Didier Favreau
L’aéronautique Nantaise prend naissance vers la fin de la première décennie de 1900, peu après que les nommés Orville et Wilbur WRIGHT ont réussi leur exploit dans les dunes de Caroline du Nord (USA) et surtout qu’ils ont fait partager cette découverte du premier vol motorisé contrôlé de l’histoire de l’air.
Cette découverte fait des émules et de nombreux bricoleurs font s’improviser pilote. C’est ainsi que vont avoir lieu d’innombrables exhibitions un peu partout sur le territoire national. Bien entendu, Nantes n’échappe pas à la règle mais il n’existe aucun terrain d’aviation dans la région. Dans un premier temps, il est envisagé de mettre en place une surface consacrée aux aéroplanes sur un terrain utilisé par la garnison militaire, au petit-port, quartier Nord de Nantes.

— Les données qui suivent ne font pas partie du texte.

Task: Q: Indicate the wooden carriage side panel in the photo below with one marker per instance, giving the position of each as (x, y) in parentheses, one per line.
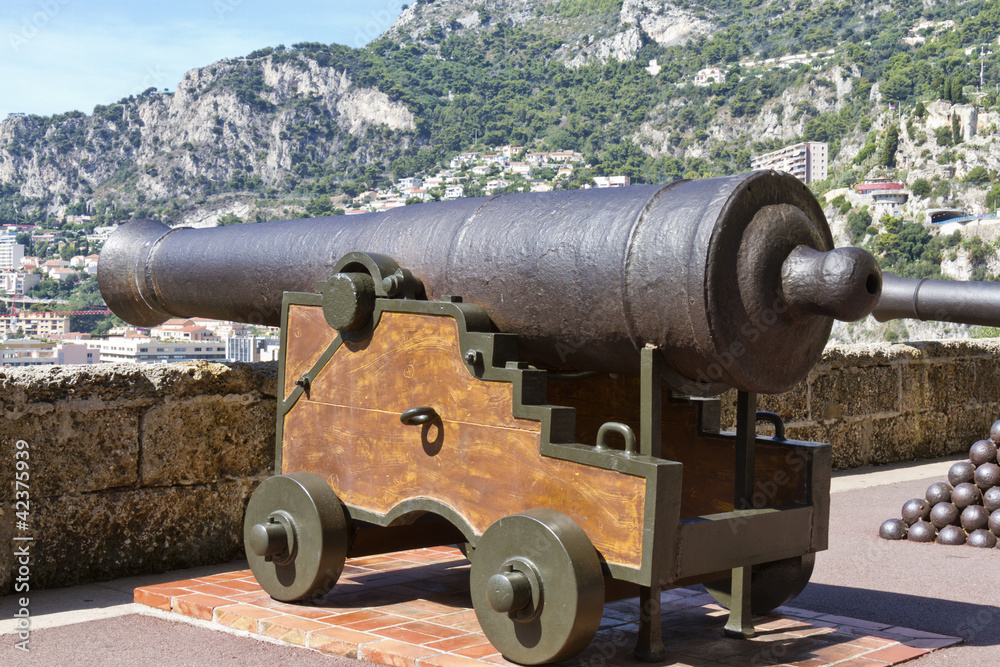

Après de nombreuses tergiversations avec la municipalité portant sur de nombreux refus d’aménagement, un consensus est trouvé pour organiser une semaine de l’aviation au mois d’août 1910. L’événement se produira à l’Est de Nantes dans de vastes prairies herbeuses sur les bords de Loire. Le site à l’avantage de pouvoir accueillir du public. Les foules sont conquises par les exhibitions, mais très vite « ce champ d’aviation » ne satisfait plus aux attentes pour une pérennisation dans le temps. Il est en effet très souvent inondé avec les pluviométries locales.
Après la première guerre mondiale, une aviation militaire se met en place à Nantes, mais cette fois-ci, sur un terrain encore différent, plus au Nord de la ville : le terrain du bêle. Rappelons que l’Armée de l’air (comme telle) n’existe pas encore. L’avion est encore la chasse gardée de l’Armée de terre.
Le temps s’égrène et d’anciens pilotes nantais de la grande guerre, décide la création d’une association : l’aéro-club de l’Atlantique en 1920. Cependant, malgré « le bêle », il n’y a toujours pas de grand aérodrome.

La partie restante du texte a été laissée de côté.